Since we are talking about $2\times 2$ matrices, there exists an interesting result for $A\in 2\times 2$ matrices called the Cayley-Hamilton theorem, stating that

\(A^{2}-(\mathrm{Tr}\,A)A+\det A \,\mathbb{1}=0.\)

Subgroups and Subalgebras

Since the group $G$ is generated by its Lie algebra ${\frak g}$, at least for the connected component, there should be a way to find the subgroup of $G$ by looking at ${\frak g}$.
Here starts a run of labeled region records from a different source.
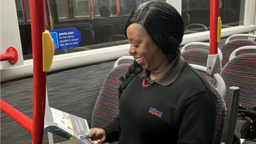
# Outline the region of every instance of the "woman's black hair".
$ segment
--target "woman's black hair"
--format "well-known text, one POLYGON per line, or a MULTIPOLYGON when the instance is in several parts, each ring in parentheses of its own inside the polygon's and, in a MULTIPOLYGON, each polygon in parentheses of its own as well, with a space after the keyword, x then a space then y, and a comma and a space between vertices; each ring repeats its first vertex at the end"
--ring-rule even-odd
MULTIPOLYGON (((132 12, 127 21, 125 30, 126 37, 127 27, 134 23, 144 27, 153 42, 166 55, 170 62, 178 55, 184 35, 184 22, 173 6, 161 1, 150 1, 140 5, 132 12)), ((139 69, 141 71, 142 67, 134 60, 129 68, 126 79, 130 81, 132 79, 131 78, 140 73, 139 69)), ((124 90, 130 81, 126 81, 119 90, 124 90)))

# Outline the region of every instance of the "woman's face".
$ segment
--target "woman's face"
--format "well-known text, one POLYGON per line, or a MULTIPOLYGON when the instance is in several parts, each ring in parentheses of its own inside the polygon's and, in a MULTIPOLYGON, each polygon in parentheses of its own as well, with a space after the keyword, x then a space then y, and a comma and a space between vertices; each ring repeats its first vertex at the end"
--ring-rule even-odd
POLYGON ((130 25, 126 29, 126 35, 131 46, 129 53, 143 69, 156 70, 167 58, 152 41, 146 29, 138 23, 130 25))

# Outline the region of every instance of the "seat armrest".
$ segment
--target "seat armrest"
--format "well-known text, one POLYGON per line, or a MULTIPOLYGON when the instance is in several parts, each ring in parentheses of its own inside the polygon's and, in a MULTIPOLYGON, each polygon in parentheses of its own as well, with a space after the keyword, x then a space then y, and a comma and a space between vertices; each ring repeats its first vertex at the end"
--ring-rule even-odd
MULTIPOLYGON (((221 138, 221 144, 232 144, 234 137, 237 137, 237 135, 235 135, 235 130, 239 105, 240 88, 231 86, 229 89, 228 109, 221 138)), ((237 138, 239 139, 240 138, 237 138)))

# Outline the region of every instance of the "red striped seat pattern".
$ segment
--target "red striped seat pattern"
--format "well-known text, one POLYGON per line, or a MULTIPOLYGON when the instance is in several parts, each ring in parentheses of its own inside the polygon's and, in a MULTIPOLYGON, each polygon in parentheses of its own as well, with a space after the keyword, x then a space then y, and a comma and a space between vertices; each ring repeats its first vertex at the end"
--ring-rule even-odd
POLYGON ((213 144, 220 144, 225 123, 227 107, 224 99, 220 97, 215 87, 212 85, 211 86, 214 91, 215 95, 217 98, 217 117, 213 144))
MULTIPOLYGON (((119 113, 119 78, 125 77, 131 64, 121 64, 110 70, 104 81, 96 100, 92 115, 92 128, 102 128, 111 122, 119 113)), ((55 144, 75 144, 71 141, 55 144)))
MULTIPOLYGON (((130 64, 122 64, 113 69, 104 82, 100 94, 96 101, 92 116, 92 127, 103 127, 116 116, 119 112, 119 98, 118 89, 120 82, 119 78, 124 76, 130 64)), ((214 90, 217 98, 217 121, 214 143, 219 144, 221 139, 226 118, 226 107, 224 100, 216 89, 214 90)), ((71 141, 58 143, 58 144, 75 143, 71 141)), ((117 143, 114 142, 113 143, 117 143)))
MULTIPOLYGON (((201 49, 193 49, 186 50, 181 53, 181 56, 184 58, 186 61, 190 64, 197 65, 206 67, 207 59, 209 51, 201 49)), ((220 70, 221 70, 221 66, 220 70)), ((206 72, 198 70, 210 84, 215 85, 215 79, 208 75, 206 72)))
POLYGON ((130 65, 122 64, 113 68, 106 78, 92 112, 92 127, 105 126, 118 114, 119 78, 125 77, 130 65))
MULTIPOLYGON (((222 65, 224 66, 228 62, 229 56, 235 50, 242 46, 251 45, 256 45, 256 42, 247 39, 236 39, 229 41, 221 47, 223 57, 222 65)), ((239 51, 237 54, 247 53, 256 53, 256 51, 255 50, 244 50, 239 51)))
POLYGON ((249 107, 256 106, 256 54, 239 55, 229 61, 220 75, 227 87, 226 101, 228 98, 228 87, 240 87, 239 103, 249 107))

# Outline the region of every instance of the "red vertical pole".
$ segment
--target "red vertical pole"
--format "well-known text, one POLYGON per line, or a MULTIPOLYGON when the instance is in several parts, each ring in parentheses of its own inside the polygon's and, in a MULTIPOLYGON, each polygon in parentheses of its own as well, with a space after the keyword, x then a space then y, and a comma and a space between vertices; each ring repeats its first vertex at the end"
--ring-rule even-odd
POLYGON ((220 0, 211 0, 210 23, 210 54, 218 53, 218 17, 220 0))
POLYGON ((46 73, 43 71, 42 34, 45 30, 44 0, 30 0, 33 57, 33 129, 32 143, 43 141, 46 73))

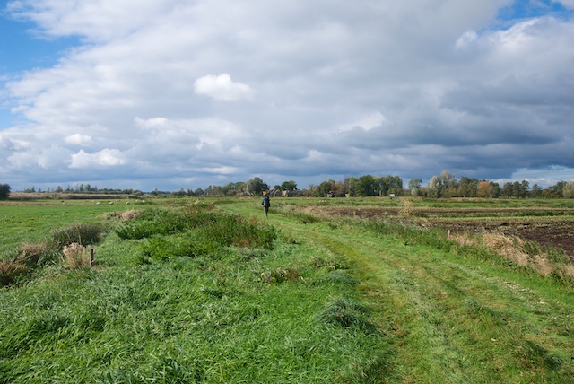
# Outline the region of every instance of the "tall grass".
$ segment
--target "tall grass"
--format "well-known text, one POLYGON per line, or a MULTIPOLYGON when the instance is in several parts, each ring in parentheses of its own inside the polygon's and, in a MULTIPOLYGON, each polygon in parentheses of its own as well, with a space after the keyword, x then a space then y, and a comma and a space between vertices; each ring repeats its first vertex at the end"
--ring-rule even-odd
MULTIPOLYGON (((203 224, 180 233, 140 240, 111 233, 99 246, 100 265, 109 266, 103 269, 66 270, 3 292, 0 382, 331 383, 381 377, 389 350, 385 338, 357 303, 352 285, 326 278, 343 274, 339 260, 284 243, 256 221, 204 214, 203 224), (119 264, 115 254, 160 239, 166 247, 182 245, 186 238, 215 242, 218 250, 170 254, 139 266, 119 264), (334 307, 337 302, 344 305, 334 307), (337 321, 337 310, 348 321, 337 321)), ((130 225, 124 228, 136 228, 130 225)))

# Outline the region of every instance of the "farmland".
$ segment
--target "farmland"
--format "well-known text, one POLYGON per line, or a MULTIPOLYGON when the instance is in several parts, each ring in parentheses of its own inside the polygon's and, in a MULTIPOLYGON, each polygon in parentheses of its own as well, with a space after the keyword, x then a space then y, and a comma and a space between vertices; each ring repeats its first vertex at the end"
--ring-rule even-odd
POLYGON ((2 288, 0 382, 572 382, 571 201, 114 203, 0 205, 4 266, 102 231, 2 288))

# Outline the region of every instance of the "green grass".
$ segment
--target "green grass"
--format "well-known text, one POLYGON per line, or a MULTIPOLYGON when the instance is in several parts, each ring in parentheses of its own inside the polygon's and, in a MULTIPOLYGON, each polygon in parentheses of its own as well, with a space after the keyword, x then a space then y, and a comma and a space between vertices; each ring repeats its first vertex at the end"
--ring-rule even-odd
POLYGON ((94 267, 48 264, 0 290, 0 383, 572 382, 571 285, 439 231, 297 209, 338 201, 378 202, 274 199, 267 221, 259 199, 157 200, 127 222, 0 207, 14 247, 115 229, 94 267))

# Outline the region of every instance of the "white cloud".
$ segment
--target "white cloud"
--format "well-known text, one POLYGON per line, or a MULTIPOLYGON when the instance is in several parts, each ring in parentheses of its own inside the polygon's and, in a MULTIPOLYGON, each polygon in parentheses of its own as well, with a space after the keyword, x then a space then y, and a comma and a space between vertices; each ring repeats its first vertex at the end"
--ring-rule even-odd
POLYGON ((70 168, 101 168, 123 165, 126 163, 123 153, 117 149, 106 148, 93 153, 80 150, 71 157, 70 168))
POLYGON ((248 85, 234 83, 228 74, 217 76, 207 74, 194 83, 196 93, 209 96, 221 101, 237 101, 241 99, 250 100, 254 92, 248 85))
POLYGON ((4 179, 574 168, 574 22, 497 21, 510 0, 10 4, 81 44, 4 83, 4 179))
POLYGON ((88 145, 93 143, 91 136, 89 136, 87 135, 80 135, 80 134, 70 135, 69 136, 66 136, 64 140, 67 144, 78 144, 78 145, 88 145))

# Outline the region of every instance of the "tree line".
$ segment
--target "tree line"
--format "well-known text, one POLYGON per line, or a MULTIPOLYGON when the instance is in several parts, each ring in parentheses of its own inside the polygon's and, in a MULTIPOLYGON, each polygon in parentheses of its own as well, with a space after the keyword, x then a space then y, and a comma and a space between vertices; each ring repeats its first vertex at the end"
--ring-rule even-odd
MULTIPOLYGON (((0 199, 8 198, 10 186, 0 184, 0 199)), ((448 197, 514 197, 514 198, 574 198, 574 181, 560 181, 553 186, 543 188, 537 184, 530 186, 526 180, 509 181, 502 185, 497 182, 479 179, 475 178, 461 177, 457 179, 448 170, 443 170, 439 175, 430 178, 426 185, 421 179, 413 179, 406 188, 399 176, 372 176, 349 177, 343 180, 322 181, 319 184, 309 184, 306 188, 299 188, 293 180, 283 181, 282 184, 271 187, 261 178, 255 177, 247 181, 230 182, 223 186, 210 185, 205 189, 184 188, 178 191, 160 191, 154 189, 147 194, 152 196, 261 196, 263 191, 271 191, 274 196, 315 196, 315 197, 344 197, 344 196, 402 196, 448 198, 448 197)), ((42 193, 31 188, 24 192, 42 193)), ((98 188, 89 184, 80 184, 75 187, 68 186, 65 189, 57 187, 45 192, 68 194, 124 194, 144 195, 137 189, 109 189, 98 188)))
POLYGON ((574 181, 560 181, 543 188, 538 184, 530 186, 527 180, 509 181, 502 185, 486 179, 461 177, 457 179, 448 170, 435 175, 426 185, 421 179, 413 179, 404 188, 399 176, 363 175, 335 181, 332 179, 319 184, 309 184, 298 189, 293 180, 284 181, 271 188, 260 178, 246 182, 229 183, 224 186, 209 186, 206 189, 192 191, 183 188, 180 195, 193 196, 259 196, 264 190, 271 190, 274 196, 300 196, 315 197, 343 196, 402 196, 448 198, 448 197, 513 197, 513 198, 574 198, 574 181))

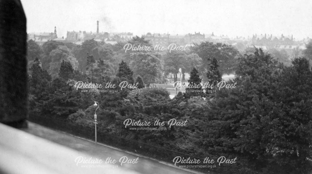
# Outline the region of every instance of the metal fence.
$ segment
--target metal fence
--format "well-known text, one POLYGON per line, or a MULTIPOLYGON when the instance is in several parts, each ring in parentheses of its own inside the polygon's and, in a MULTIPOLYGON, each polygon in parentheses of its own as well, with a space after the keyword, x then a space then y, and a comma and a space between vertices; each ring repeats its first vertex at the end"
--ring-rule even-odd
MULTIPOLYGON (((34 114, 29 114, 30 121, 46 126, 55 130, 64 132, 75 136, 88 139, 94 140, 95 138, 95 130, 84 127, 81 125, 76 125, 65 122, 64 120, 52 119, 47 117, 40 116, 34 114)), ((222 164, 219 166, 215 162, 213 164, 217 165, 216 167, 211 167, 212 164, 204 164, 204 159, 191 155, 168 149, 146 143, 140 142, 129 139, 97 131, 97 141, 106 144, 136 153, 147 156, 156 159, 167 162, 174 164, 173 158, 180 156, 185 159, 190 157, 191 159, 194 158, 200 159, 200 164, 180 164, 197 166, 195 167, 188 167, 187 168, 196 171, 211 174, 261 174, 261 173, 251 171, 246 168, 239 167, 236 164, 222 164), (201 166, 200 167, 199 166, 201 166)), ((209 156, 209 158, 213 157, 209 156)), ((214 158, 213 158, 214 159, 214 158)), ((216 161, 216 160, 215 160, 216 161)), ((177 164, 177 166, 178 166, 177 164)), ((191 166, 191 167, 192 166, 191 166)), ((186 167, 183 167, 187 168, 186 167)))

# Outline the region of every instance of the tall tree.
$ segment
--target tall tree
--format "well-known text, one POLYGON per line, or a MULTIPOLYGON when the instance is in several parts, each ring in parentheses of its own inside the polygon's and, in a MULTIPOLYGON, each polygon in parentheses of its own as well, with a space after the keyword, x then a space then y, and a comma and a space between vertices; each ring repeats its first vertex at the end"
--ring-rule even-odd
MULTIPOLYGON (((240 56, 236 48, 221 43, 214 44, 208 42, 202 42, 200 44, 195 44, 192 49, 202 59, 203 64, 199 71, 203 74, 204 72, 208 70, 207 68, 209 67, 210 61, 213 57, 219 61, 219 70, 222 74, 232 73, 237 58, 240 56)), ((207 79, 205 78, 203 80, 206 81, 207 79)))
POLYGON ((79 69, 81 72, 85 72, 88 54, 92 53, 93 50, 99 46, 99 43, 94 39, 85 41, 81 45, 74 47, 72 50, 74 55, 79 63, 79 69))
POLYGON ((41 49, 36 42, 31 39, 27 42, 27 60, 33 61, 36 58, 40 58, 41 49))
POLYGON ((179 69, 181 68, 182 73, 184 73, 187 70, 191 71, 189 69, 190 65, 188 63, 192 62, 193 57, 189 57, 189 59, 188 61, 187 59, 187 55, 185 52, 183 51, 173 51, 171 53, 167 53, 167 54, 164 57, 164 67, 165 72, 166 74, 168 73, 172 73, 173 75, 174 82, 178 80, 178 74, 179 73, 179 69))
POLYGON ((51 61, 50 57, 51 52, 57 48, 59 46, 64 45, 64 44, 62 42, 54 41, 49 41, 43 43, 42 45, 43 53, 41 56, 42 68, 48 70, 51 61))
POLYGON ((71 62, 64 60, 62 61, 59 72, 59 76, 67 80, 74 76, 74 69, 71 62))
POLYGON ((134 75, 141 76, 148 86, 151 83, 162 82, 163 63, 160 56, 151 55, 137 57, 131 64, 134 70, 134 75))
POLYGON ((257 49, 240 58, 237 86, 217 90, 209 102, 205 148, 266 173, 309 171, 312 73, 306 60, 293 63, 281 66, 257 49))
MULTIPOLYGON (((211 61, 209 66, 210 68, 206 74, 207 79, 209 84, 213 84, 214 86, 216 87, 218 83, 222 80, 222 76, 218 69, 219 67, 218 60, 214 57, 211 61)), ((211 89, 207 87, 206 89, 206 93, 208 93, 208 90, 211 89)))
POLYGON ((79 64, 78 62, 71 51, 65 46, 59 46, 53 50, 50 53, 49 57, 51 60, 48 72, 54 78, 57 77, 61 63, 63 60, 70 62, 74 70, 78 68, 79 64))
POLYGON ((188 86, 185 89, 185 93, 188 96, 200 96, 202 94, 202 87, 201 84, 202 79, 195 67, 191 72, 188 82, 188 86))
POLYGON ((139 85, 138 85, 138 88, 141 89, 145 87, 144 85, 144 82, 143 81, 143 79, 142 79, 142 77, 141 77, 141 76, 139 75, 138 75, 138 77, 137 77, 137 78, 135 79, 135 82, 134 82, 134 83, 136 84, 137 83, 139 83, 139 85))
POLYGON ((87 65, 85 69, 86 72, 90 76, 91 76, 91 81, 93 82, 93 67, 94 66, 94 64, 95 62, 95 61, 93 58, 93 56, 92 54, 87 54, 87 65))
POLYGON ((131 84, 133 84, 134 82, 133 72, 124 61, 122 61, 119 64, 119 68, 116 76, 120 78, 121 80, 126 81, 131 84))

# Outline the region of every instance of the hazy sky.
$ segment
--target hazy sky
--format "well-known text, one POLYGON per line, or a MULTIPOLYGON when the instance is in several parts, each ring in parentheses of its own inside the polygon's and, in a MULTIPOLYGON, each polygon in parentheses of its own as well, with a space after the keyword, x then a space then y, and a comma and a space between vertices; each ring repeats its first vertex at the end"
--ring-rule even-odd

We will not distinguish between Lie algebra elements, namely the vectors at the identity of the group $X_ {\mathbb{1}}$, and the left-invariant vector field $X_ {g}$, since they are isomorphic to each other.

The exp map $\exp X$ gives the integral curve of $X$. Since $X$ is left invariant, the integral curve starting at $g$ is connected to the integral curve starting at $\mathbb{1}$, to be specific $g(t) = L_ {g}g(0)$. To be specif, notice with an infinitesimal parameter $dt$, the tangent vector $X$ will “move” the point $\mathbb{1}$ to $\mathbb{1}+dt X = \mathbb{1}(1+dt X)$, since $X$ is left-invariantly translated to $g$, the vector $X_ {g}$ will move the point $g$ to $g(1+dX)$. On the other hand, the $X$ vector field, like any vector field, generates a flow $\phi_ {t}(g)$ where $g$ is the starting point.

Convince yourself that the flow generated by the left invariant field $X$ is the 1-parameter group of right translations

\[\phi_ {t}(g) = g \exp(tX).\]

Commutator of matrices

Recall that the Lie algebra ${\frak g}$ as a vector space, is simply the tangent space to $G$ at $\mathbb{1}$, but as an algebra it is identified with the left invariant vector fields on $G$. (Of course this is merely a convention; we could have used right invariant fields just as well.) If $X,Y\in{\frak g}$, then their Lie bracket is given by the Lie derivative since

\[[X,Y]=\mathcal{L}_ {X}Y.\]

If $G$ is a matrix group, then the elements of ${\frak g}$ are matrices as well, not in $G$ but the derivative of $G$ at origin, and $[X,Y]$ is merely the commutator of two matrices.

Subgroup and subalgebra

The subset $H\subset G$ qualifies as a sub Lie group if H, if not embedded, is at least an immersed(locally embedded) submanifold of $G$. Furthermore, if the Lie algebra ${\frak h}$ is closed under Lie brackets, then ${\frak h}$ define a Lie algebra, called the subalgebra of ${\frak g}$.

In general, if $H$ is a subgroup of $G$, then the Lie algebra ${\frak h}$ of $H$ is a subalgebra of ${\frak g}$. The converse of this is also true and of immense importance.